Préjudice extra-patrionial temporaire
S’agissant du déficit fonctionnel temporaire total qui a duré un mois, il convient de confirmer la juste évaluation faite par le premier juge qui a alloué à la victime une indemnité de 800 €.
Au titre des souffrances endurées qualifiées de 4,5/7 pour notamment prise en charge en urgence avec protocole de réanimation lourd, transfert en milieu intensif en secteur neurochirurgical avec prise en charge adaptée, séances de kinésithérapie sur troubles d’équilibre et de la marche ainsi que troubles du comportement, l’évaluation du préjudice à hauteur de 10 000 € retenue par le premier juge sera confirmée.
Au titre du préjudice esthétique temporaire quantifié par l’expert à 2,5/7, le premier juge a fait une juste évaluation en allouant à M. A une indemnité de 2500 €.
Préjudice extra patrimonail permanent
S’agissant du déficit fonctionnel permanent quantifié à 8 % en tenant compte de l’état antérieur de la victime qui a été qualifié d’important par l’expert et compte tenu de l’âge de M. A (46 ans et demi au moment de l’accident) l’indemnité de 8 000 € retenue par le premier juge constitue une juste indemnisation de ce chef de préjudice.
S’agissant du préjudice d’agrément que l’expert a qualifié de « non quantifiable », c’est à juste titre que le premier juge a débouté M. A de ses demandes au motif qu’il ne rapportait pas la preuve qu’il pratiquait régulièrement une activité sportive et de loisirs ni de l’impossibilité de pratiquer désormais de telles activités.
Le jugement sera confirmé en ce qu’il a fixé le préjudice de M. A à la somme de 21 300 €.
Il sera toutefois réformé sur le montant de l’indemnisation revenant à M. A eu égard au taux de 40 % de limitation de son droit à indemnisation, ce qui ramène le montant total du préjudice à la somme de 12 780 €, soit après déduction de la provision de 5 000 € déjà perçue un reliquat de 7 780 €.
L’équité commande de faire application au bénéfice de M. A des dispositions de l’article 700 du code de procédure civile en cause d’appel et il lui sera alloué une somme de 1 000 € en sus de l’indemnité allouée en première instance.
Les appelants seront condamnés aux dépens de première instance et d’appel.
PAR CES MOTIFS
LA COUR, statuant publiquement par arrêt réputé contradictoire et en dernier ressort,
Déclare recevable l’appel formé par la XXX et Mme D E épouse X.
Réforme le jugement du tribunal de grande instance de Tarbes en date du 18 novembre 2010 en ce qu’il a réduit de 20 % le droit à indemnisation de M. B A.
Dit que le droit à indemnisation de M. B A sera réduit de 40 %.
Confirme le jugement sur l’évaluation du préjudice extra patrimonial de M. A tant avant consolidation qu’après consolidation.
Fixe le droit à indemnisation de M. A à hauteur de12 780 €.
Condamne solidairement Mme X et la compagnie AVIVA ASSURANCES à payer à M. B A la somme de 7 780 € après déduction de la provision déjà versée.
Condamne solidairement Mme X et la compagnie AVIVA ASSURANCES à payer à M. B A la somme de 1 000 € au titre de l’article 700 du code de procédure civile en sus de l’indemnité allouée en première instance.

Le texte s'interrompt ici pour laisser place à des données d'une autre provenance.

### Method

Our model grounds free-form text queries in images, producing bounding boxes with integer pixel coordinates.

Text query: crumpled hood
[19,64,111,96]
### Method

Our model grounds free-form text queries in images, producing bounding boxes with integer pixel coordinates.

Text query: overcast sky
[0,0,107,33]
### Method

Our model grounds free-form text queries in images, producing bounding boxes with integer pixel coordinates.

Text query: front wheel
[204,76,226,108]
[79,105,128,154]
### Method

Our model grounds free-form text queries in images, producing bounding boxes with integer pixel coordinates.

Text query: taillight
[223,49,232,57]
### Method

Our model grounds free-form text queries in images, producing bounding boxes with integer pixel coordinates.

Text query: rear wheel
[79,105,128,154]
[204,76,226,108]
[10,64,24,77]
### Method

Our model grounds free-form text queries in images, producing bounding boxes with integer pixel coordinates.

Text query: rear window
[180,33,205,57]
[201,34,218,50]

Condamne solidairement Mme X et la compagnie AVIVA ASSURANCES aux dépens de première instance et d’appel, dit que les dépens seront recouvrés en la forme prévue en matière d’aide juridictionnelle.
Arrêt signé par Madame MEALLONNIER, Conseiller faisant fonction de Président, et par Madame Catherine SAYOUS, greffier, auquel la minute de la décision a été remise par le magistrat signataire.